McNeill man prepares for Afghanistan battle 
By Teresa Bird Gazette staff Mar 22 2007 
Article Link

PORT McNEILL – Warrant Officer John Beddows spent a year trying to talk himself out of going to Afghanistan, but the death of a comrade inspired him to sign up. 

Beddows is an engineer for B.C. Timber Sales at the Ministry of Forests office in Port McNeill, where he has worked since 1994. But he is also a reservist with the 5th Field Regiment Royal Canadian Artillery in Nanaimo. He has served as a reservist since 1999, but also served with the regular armed forces for 12 years with the Royal Canadian Horse Artillery. 

“There have been frequent calls for reservists for Bosnia and all over the world, but I didn’t have the opportunity to go,” says Beddows, who served in Cyprus during his regular service. “About two years ago they started asking for reservists to go to Afghanistan and some members of my regiment went.” 

But one of them didn’t come back. Last year, Bombardier Miles Mansell was killed in Afghanistan. 
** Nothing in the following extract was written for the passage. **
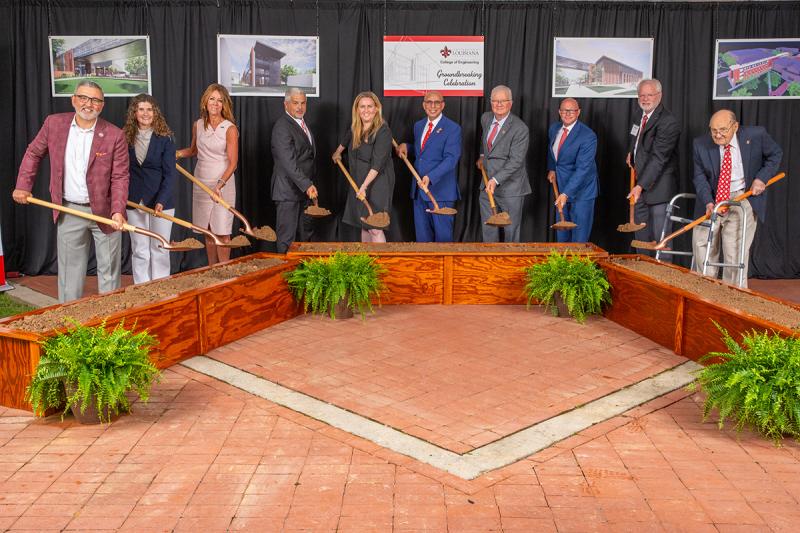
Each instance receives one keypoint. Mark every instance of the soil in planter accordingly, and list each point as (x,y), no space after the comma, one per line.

“I had already submitted my name to go on tour but it wasn’t coming together well,” says Beddows. “Then last fall the call came again for reservists and this time they guaranteed deployment. I had spent a year trying to talk myself out of it, but when the call came for 500 reservists I thought about it, talked it over with my wife and decided to go. Miles’ death sort of inspired me and watching others from the regiment go, I thought this is the time for me.” 

But Beddows says it really comes down to more than that. 

“The most compelling reason I’m going is I feel that we as Canadians have made a promise to Afghanistan to help them in a very dark time. I believe in that mission. I believe we are doing a good job with NATO.” 

At the end of this month, Beddows will head to the Canadian Forces Base at Shilo, Manitoba for training. In February 2008 he will be deployed to Kandahar, Afghanistan for a six-month tour. 

Beddows believes his part in the fighting is important to the future of Afghanistan. 
More on link


----------



## mckee19 (24 Mar 2007)

sounds like a stand up guy, wish him the best of luck

stay safe brother


----------